Bard College Archives & Special Collections collects, preserves and makes available materials in a variety of formats relating to the intellectual and social history of Bard College and its surrounding communities.
The Blithewood Estate today encompasses the Blithewood Mansion and Garden. The Estate is a contributing property in the Hudson River National Historic Landmark District, a 32-mile stretch that extends from Germantown to Hyde Park. Now housing the Levy Economics Institute at Bard College, the Estate represents several periods in American design history: notably the Romantic and Picturesque and the Neoclassical Italianate. The bulk of the Collection dates from three significant periods: 1835 until 1852, when it was under the ownership of Robert Donaldson, who worked with A. J. Downing and A.J. Davis to develop the estate; 1899 -1951, during which time Captain Andrew C. Zabriskie and his wife, Frances Hunter Zabriskie, built the present day mansion and garden; and 1951- present, covering the Estate under Bard College. The Collection includes photographs, personal letters, engravings, and magazines. Tearsheets and photocopies of contemporary magazine articles and book chapters, published from 1951-on, give the history of the site in full, and include reproductions of many important photographs, sketches, engravings and plans.
Bard College is a private liberal arts college in Annandale-on-Hudson, New York. The Bard College Board of Trustees Collection includes papers related to the functions of the Board of Trustees, encompassing the early years as St. Stephens to the modern Bard College. The collection shows the financial history of the school through the eyes of the trustees, reflecting the progress of the college, including its social life, curriculum development and many other aspects of the management of this college.
This collection consists of material from Stefan Hirsch and Elsa Rogo detailing their journeys to Latin America, their professional work as artists and educators, and personal business and correspondence.
This collection consists primarily of letters from Edward Jackson Bartlett to his parents detailing his time at Bowdoin College, Bard College, and his service during World War II. It also contains report cards from the Browne and Nicholas School, Governor Dummer Academy, and Bowdoin College.

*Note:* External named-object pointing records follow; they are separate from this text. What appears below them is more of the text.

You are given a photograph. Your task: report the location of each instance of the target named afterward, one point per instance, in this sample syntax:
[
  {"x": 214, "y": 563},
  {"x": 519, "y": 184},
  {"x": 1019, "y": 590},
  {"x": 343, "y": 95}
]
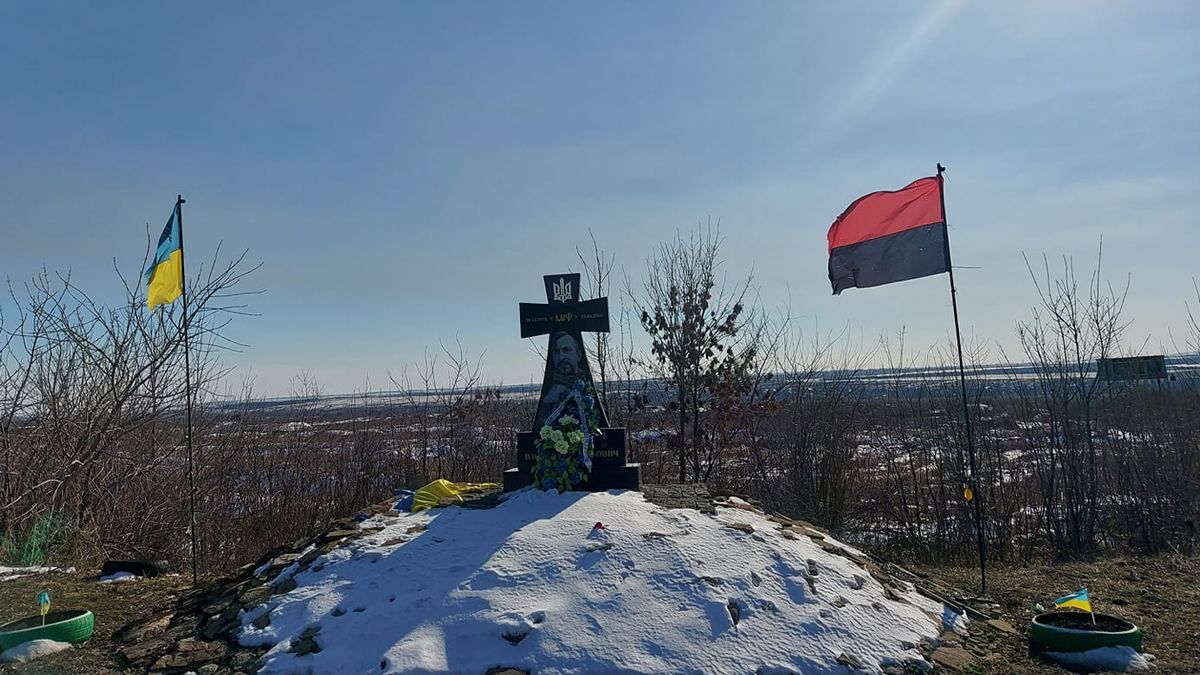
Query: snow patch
[
  {"x": 1120, "y": 659},
  {"x": 9, "y": 573},
  {"x": 531, "y": 585},
  {"x": 29, "y": 651},
  {"x": 119, "y": 577}
]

Photographs, postcards describing his travels, a poetry book, and a journal are also present in the collection.
Heinrich Blücher came to Bard College as a visiting professor in 1952, at the invitation of James Case, then President of the College. He developed the Common Course for freshmen at the college and became its director as well as the primary lecturer for the course, which took as its subject the history of philosophy. Over the course of the next seventeen years he taught at Bard and at the New School for Social Research (now The New School: a University in New York City), leaving scores of tapes of his lectures but very little written material. He was known for his practice of lecturing from only a few notes on index cards. Working with Hannah Arendt, Blücher’s wife, Alexander Bazelow (’71) transcribed the tapes from the Bard lectures; many of the New School lecture transcripts appear to have been made by Ruth Shultz. In a deed of gift Arendt left Bard College a collection of reel-to-reel audio tapes of Heinrich Blücher's lectures, given at The New School and at Bard, along with transcripts of some of the audio tapes. Audio cassettes copies were made of many of the original tapes thanks to Dr. George Rose ('63). The collection includes a notebook belonging to Blücher, and some notes and letters.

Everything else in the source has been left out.